Junto à estação localizava-se a plataforma para embarque e desembarque de passageiros e mercadorias. Sua altura elevada em relação ao nível do terreno permitia o perfeito acesso aos trens. Geralmente, essa área possuía uma grande cobertura em ferro para proteção contra as intempéries.

O ferro, desde o início do século XIX, com a queda do custo para sua produção, teve seu uso disseminado na Europa e nos Estados Unidos, sendo utilizado para os mais diversos fins, tanto encoberto com alvenarias de tijolos ou pedra, quanto de forma aparente, em pontes, viadutos e elementos estruturais como pilares e vigas. As diversas possibilidades de aplicação na construção civil criarão um expressivo mercado de comercialização de peças metálicas e, até mesmo, de edifícios inteiramente pré-fabricados, largamente exportados para os países não industrializados.

No Brasil, no início do século XX, cidades que passam por um rápido processo de crescimento, como Manaus, Belém, Recife e Fortaleza, vão importar diversas edificações metálicas. Apesar disso, são as ferrovias, por meio de suas construções, quem melhor vão divulgar a chamada arquitetura do ferro.

Desde o início das atividades ferroviárias na Europa, a forma das estações foi determinada pelos seguintes fatores: pela plataforma de embarque e desembarque, por sua disposição em relação às linhas férreas e pela edificação que concentrava os serviços necessários ao funcionamento dos trens e ao atendimento dos passageiros.

Por tudo que simbolizavam, as estações foram objeto de cuidadosos projetos que resultaram em obras que conciliavam as funções específicas de transporte com as exigências de conforto e praticidade. Já as demais edificações, pelas características gerais da operação ferroviária, eram encaradas como problema de engenharia e executadas como obras funcionais, isto é, privilegiando o caráter operacional em detrimento das questões estéticas vigentes.

Como exemplo desse fato pode-se citar a diferença de tratamento das coberturas das plataformas, executadas em ferro (com recobrimento em chapas metálicas ou de vidro) em relação ao prédio da estação, construído em alvenaria, e cuja concepção seguia as regras vigentes da arquitetura da época. Isto talvez seja resultado da importância que as estações adquiriram no contexto social e urbano do século XIX, fazendo com que recebessem, por parte dos arquitetos e construtores, as mesmas soluções empregadas nos edifícios públicos e religiosos importantes onde predominava o chamado Ecletismo, estilo que sobrepunha vários elementos pinçados de outros períodos da história da arquitetura, de modo a formar novos arranjos arquitetônicos, nem sempre harmoniosos. Assim vê-se, de um lado, a utilização de uma estrutura arrojada, que incorporava todo o avanço tecnológico que os novos materiais permitiam e, de outro, a utilização de técnicas construtivas ainda presas a preceitos estéticos convencionais.

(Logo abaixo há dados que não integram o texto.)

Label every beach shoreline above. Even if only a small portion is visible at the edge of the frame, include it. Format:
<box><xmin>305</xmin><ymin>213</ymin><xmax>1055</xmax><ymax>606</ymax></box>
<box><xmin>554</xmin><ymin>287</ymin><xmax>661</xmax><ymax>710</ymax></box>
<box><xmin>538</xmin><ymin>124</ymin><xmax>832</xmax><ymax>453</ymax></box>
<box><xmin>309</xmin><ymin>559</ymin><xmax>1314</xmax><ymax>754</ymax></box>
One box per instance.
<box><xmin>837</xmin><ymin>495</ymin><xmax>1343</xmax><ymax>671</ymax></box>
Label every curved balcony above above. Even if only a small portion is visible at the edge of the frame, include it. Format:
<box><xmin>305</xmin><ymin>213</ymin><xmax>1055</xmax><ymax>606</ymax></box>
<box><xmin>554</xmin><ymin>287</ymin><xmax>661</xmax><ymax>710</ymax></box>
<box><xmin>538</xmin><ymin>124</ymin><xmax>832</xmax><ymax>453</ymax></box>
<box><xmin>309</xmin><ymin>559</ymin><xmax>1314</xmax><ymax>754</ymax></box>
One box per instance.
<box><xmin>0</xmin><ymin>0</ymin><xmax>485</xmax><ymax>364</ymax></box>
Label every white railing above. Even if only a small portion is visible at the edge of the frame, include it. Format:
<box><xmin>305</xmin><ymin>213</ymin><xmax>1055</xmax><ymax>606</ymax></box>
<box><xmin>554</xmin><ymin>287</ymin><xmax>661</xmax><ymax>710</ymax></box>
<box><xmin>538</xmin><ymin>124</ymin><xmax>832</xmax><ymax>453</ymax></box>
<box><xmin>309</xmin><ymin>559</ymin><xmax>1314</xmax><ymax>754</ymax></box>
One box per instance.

No Brasil, essa dualidade também é verificada, uma vez que, no início das operações ferroviárias, como mencionado, as edificações seguiam projetos desenvolvidos no exterior, sendo executadas com materiais importados. A diferença é que os protótipos utilizados não tinham similar no panorama arquitetônico nacional, adquirindo, por isso, importância significativa pela introdução de novas técnicas construtivas. Por esse motivo, tornam-se referências extremamente importantes para o desenvolvimento da tecnologia da construção no país.

Como resultado tem-se uma gama enorme de prédios que apresentam as mais variadas composições. Muitos deles sobreviveram ao fim dos serviços ferroviários e hoje, acolhendo novas funções, constituem o patrimônio cultural de várias cidades.

Como exemplo, destacam-se o conjunto ferroviário remanescente da Estrada de Ferro Oeste de Minas, em São João Del Rey, reconvertido em Museu Ferroviário; a estação da Estrada de Ferro Central do Brasil, em Belo Horizonte, que depois de restaurada foi transformada em Museu de Artes e Ofícios; a Estação Julio Prestes, em São Paulo, que se tornou sede da Orquestra Sinfônica do Estado e a Estação Central de Recife, que abriga hoje um museu ferroviário.

Do ponto de vista da classificação, as estações podem ser agrupadas de diferentes maneiras [3]. A mais comum é aquela que divide as edificações segundo o trajeto da linha férrea. Nesse caso, há três situações distintas: as estações de passagem (ou intermediárias) que se localizavam ao longo do percurso; as estações terminais, onde se iniciavam ou terminavam as viagens de trens; e as estações de transferências ou entroncamento, onde os usuários podiam trocar de percurso. Cada uma delas tinha uma conformação que seguia modelos pré-definidos, que se adequavam à configuração da linha férrea.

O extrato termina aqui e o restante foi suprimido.